Murray Sinclaire, of Cincinnati, Ohio, owner and former president and chief executive officer of Ross, Sinclaire & Associates, LLC, has been fined $35,000.00, stripped of his municipal securities principal licensure, and suspended from associating with any Financial Industry Regulatory Authority (FINRA) member for six months in any capacity based upon his consent to findings that he made omissions to customers relating to municipal securities offerings, and failed to supervise the firm’s operations regarding investment disclosures to customers. Letter of Acceptance, Waiver and Consent, No. 2015043591702 (Sept. 25, 2017).

According to the AWC, from 1989 to June of 2016, Sinclaire was the firm’s chief executive officer, managing member and president. In those capacities, he was reportedly responsible for making sure that the policies and procedures of his firm were compliant with Municipal Securities Rulemaking Board rules. He also purportedly failed to abide by his own firm’s procedures. Apparently, the written procedures called for material descriptions and facts about securities transactions to be disclosed by the firm for MSRB Rule G-17 compliance. The AWC additionally stated that private offerings and municipal securities were supposed to be supervised by Sinclaire in his role as direct supervisor of the firms’ brokers. FINRA found that the duty to disclose the investment information to customers rested in Sinclaire, yet he made serious omissions to customers in regard to offerings of municipal securities.

In particular, Sinclaire facilitated company ARI’s 2015 private placement offering, where ARI was a company that Sinclaire had a personal stake in. Apparently, ARI created a private placement memorandum that was processed through the supervisory staff at Ross, Sinclaire & Associates, LLC supervised, and ultimately disseminated to customers with omissions about: who managed and owned Ross, Sinclaire & Associates, LLC; Sinclaire’s status as a beneficiary of the ARI offering; ARI’s poor financial shape; a possible sale involving ARI’s assets; and ARI’s lease arrangements with a county in Kentucky.

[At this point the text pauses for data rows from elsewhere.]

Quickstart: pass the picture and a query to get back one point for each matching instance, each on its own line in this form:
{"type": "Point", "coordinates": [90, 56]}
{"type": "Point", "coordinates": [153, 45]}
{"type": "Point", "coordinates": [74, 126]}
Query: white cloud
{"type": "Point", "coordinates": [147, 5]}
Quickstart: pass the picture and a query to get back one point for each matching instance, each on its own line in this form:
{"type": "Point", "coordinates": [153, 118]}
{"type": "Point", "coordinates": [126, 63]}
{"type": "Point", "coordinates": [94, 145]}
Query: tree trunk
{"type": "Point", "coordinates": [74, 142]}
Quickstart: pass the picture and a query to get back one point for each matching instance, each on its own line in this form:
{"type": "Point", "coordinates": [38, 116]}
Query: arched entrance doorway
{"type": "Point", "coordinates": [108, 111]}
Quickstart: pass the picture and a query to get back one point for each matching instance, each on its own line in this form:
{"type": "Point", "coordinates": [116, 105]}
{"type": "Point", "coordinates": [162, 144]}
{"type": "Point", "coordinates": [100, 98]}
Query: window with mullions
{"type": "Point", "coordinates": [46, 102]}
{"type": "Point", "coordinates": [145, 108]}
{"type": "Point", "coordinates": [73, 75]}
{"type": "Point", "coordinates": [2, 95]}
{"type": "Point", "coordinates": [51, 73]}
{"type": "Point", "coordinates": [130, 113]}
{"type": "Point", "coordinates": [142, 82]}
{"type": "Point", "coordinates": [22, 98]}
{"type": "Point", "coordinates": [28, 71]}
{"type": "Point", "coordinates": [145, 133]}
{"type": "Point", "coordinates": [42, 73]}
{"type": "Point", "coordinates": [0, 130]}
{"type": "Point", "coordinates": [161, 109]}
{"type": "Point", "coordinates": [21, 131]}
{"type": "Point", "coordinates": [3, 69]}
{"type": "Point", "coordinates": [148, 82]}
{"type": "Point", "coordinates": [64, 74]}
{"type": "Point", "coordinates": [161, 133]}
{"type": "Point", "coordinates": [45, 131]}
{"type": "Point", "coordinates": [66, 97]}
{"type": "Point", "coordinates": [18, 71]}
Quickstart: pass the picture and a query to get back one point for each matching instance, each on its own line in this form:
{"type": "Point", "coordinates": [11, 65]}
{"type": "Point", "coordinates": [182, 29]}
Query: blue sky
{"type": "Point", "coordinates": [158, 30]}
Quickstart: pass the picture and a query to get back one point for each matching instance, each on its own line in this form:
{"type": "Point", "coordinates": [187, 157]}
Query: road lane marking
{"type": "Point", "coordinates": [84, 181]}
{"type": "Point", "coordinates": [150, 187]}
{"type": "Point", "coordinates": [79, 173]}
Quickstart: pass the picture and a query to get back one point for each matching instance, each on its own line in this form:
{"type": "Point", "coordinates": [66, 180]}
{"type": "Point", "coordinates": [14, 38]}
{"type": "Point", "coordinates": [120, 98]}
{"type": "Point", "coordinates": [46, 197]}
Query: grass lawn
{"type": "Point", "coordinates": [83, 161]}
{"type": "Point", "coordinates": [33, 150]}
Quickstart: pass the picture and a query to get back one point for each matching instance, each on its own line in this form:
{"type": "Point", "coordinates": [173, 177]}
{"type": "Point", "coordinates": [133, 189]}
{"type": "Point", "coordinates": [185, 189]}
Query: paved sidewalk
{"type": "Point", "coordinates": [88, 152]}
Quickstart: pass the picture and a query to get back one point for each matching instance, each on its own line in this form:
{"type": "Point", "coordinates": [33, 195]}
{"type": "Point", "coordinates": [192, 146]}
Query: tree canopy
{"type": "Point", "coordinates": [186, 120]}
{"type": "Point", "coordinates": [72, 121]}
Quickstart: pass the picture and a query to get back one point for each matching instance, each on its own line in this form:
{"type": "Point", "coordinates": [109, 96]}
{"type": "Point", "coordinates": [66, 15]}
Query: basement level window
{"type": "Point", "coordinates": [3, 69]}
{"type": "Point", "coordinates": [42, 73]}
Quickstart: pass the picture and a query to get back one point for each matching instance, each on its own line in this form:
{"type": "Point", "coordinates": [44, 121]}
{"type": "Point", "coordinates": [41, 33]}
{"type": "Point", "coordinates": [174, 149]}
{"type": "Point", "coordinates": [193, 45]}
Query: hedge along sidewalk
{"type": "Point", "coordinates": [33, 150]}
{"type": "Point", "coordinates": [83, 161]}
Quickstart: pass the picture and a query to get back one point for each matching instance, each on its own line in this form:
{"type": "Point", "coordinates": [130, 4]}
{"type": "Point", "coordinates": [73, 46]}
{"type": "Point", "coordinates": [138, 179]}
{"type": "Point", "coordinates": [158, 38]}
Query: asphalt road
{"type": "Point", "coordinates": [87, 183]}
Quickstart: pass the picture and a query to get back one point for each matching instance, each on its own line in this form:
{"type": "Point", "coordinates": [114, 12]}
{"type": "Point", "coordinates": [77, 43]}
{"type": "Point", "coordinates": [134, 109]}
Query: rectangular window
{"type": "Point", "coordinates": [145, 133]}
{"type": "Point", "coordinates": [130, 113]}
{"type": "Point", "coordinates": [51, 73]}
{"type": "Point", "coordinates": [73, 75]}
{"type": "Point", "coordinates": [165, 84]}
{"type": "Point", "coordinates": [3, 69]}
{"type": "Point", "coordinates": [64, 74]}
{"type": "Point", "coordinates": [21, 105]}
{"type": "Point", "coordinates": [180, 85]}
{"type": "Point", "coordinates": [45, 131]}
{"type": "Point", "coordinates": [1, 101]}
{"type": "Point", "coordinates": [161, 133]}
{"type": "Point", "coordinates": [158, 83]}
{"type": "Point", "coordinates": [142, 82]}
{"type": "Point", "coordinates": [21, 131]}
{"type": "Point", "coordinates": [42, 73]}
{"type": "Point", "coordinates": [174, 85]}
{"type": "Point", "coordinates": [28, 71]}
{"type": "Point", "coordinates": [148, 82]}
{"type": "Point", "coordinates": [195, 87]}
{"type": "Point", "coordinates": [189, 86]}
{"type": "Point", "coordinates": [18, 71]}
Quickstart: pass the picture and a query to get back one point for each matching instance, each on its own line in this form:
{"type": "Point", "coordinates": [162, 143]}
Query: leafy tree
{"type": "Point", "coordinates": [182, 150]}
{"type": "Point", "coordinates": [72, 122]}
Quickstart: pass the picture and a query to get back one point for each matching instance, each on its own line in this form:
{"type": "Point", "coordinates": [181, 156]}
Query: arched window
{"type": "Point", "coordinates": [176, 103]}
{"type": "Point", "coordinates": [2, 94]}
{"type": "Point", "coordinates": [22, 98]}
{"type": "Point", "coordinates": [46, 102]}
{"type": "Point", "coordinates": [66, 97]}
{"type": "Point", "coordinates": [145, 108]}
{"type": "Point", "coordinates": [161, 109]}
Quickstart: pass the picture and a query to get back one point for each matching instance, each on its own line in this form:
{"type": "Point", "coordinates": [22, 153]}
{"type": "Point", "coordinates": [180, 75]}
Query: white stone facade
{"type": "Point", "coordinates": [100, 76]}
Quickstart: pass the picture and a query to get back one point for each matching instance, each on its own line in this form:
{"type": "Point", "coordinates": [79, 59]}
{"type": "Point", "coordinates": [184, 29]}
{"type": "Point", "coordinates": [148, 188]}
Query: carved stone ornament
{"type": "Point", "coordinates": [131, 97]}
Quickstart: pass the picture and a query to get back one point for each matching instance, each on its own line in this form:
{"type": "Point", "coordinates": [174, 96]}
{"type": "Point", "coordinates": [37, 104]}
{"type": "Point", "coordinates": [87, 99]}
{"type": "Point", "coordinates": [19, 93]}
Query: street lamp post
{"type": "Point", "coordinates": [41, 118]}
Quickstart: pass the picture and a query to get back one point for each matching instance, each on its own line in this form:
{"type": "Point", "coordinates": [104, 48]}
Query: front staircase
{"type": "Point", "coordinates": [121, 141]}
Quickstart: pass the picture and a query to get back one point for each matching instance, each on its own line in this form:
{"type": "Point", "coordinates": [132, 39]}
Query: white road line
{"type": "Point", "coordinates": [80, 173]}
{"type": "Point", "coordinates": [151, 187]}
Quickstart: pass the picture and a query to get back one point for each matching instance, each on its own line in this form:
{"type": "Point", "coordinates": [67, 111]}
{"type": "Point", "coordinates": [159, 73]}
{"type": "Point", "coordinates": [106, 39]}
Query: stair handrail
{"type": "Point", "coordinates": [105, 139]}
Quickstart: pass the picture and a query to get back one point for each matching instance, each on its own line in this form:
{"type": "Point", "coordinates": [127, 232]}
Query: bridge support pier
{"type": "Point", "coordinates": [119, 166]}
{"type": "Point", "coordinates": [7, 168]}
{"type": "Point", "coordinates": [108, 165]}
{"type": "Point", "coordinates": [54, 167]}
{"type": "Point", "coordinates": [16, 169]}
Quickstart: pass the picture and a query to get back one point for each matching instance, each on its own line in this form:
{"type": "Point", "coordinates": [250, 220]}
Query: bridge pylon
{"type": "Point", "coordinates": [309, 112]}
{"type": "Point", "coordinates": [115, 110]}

FINRA found that Sinclaire, as ARI’s owner, had personal knowledge about the conflicts of interests regarding supervisory responsibilities that he had in Ross, Sinclaire & Associates, LLC – the company that facilitated the offering. The AWC stated that Sinclaire failed to disclose other troubling financial information about ARI in connection with the private placement offering facilitated through Ross, Sinclaire & Associates, LLC. His conduct was found by FINRA to be violative of MSRB Rules G-17 and G-27.

Sinclaire is also the subject of a $50,000.00 fine, prohibition as well as cease and desist sanctions imposed by the Securities and Exchange Commission according to an Order Instituting Administrative and Cease-and-Desist Proceedings and Offer of Settlement containing findings that Sinclaire engaged in a fraudulent scheme in which the firm’s advisory customers were overcharged commissions. In the Matter of Ross, Sinclaire & Associates, LLC, et al., File No. 3-17315.

According to the Order, between January of 2007 and December of 2012, a registered investment adviser and Ross, Sinclaire & Associates, LLC, concocted a scheme to defraud investment advisory customers. Apparently, those customers were exposed to excessive commissions by Ross, Sinclaire & Associates, LLC. The investment advisor president was reportedly involved in arranging a set price for the firm to charge transaction fees, including markdowns, markups and commissions. Particularly, Sinclaire authorized the investment advisor president to determine the fees that customers paid on transactions. Sinclaire’s conduct was found by SEC to be violative of aiding and abetting Securities Exchange Act Section 15(b)(7) violations as well as the violation of SEC Rule 15b7-1.

FINRA Public Disclosure reveals that on May 5, 2017, a customer filed an investment related arbitration claim involving Sinclaire’s conduct, in which the customer sought $455,000.00 in damages supported by allegations that Sinclaire failed to supervise a registered representative who effected improper municipal debt transactions in the customer’s investment account.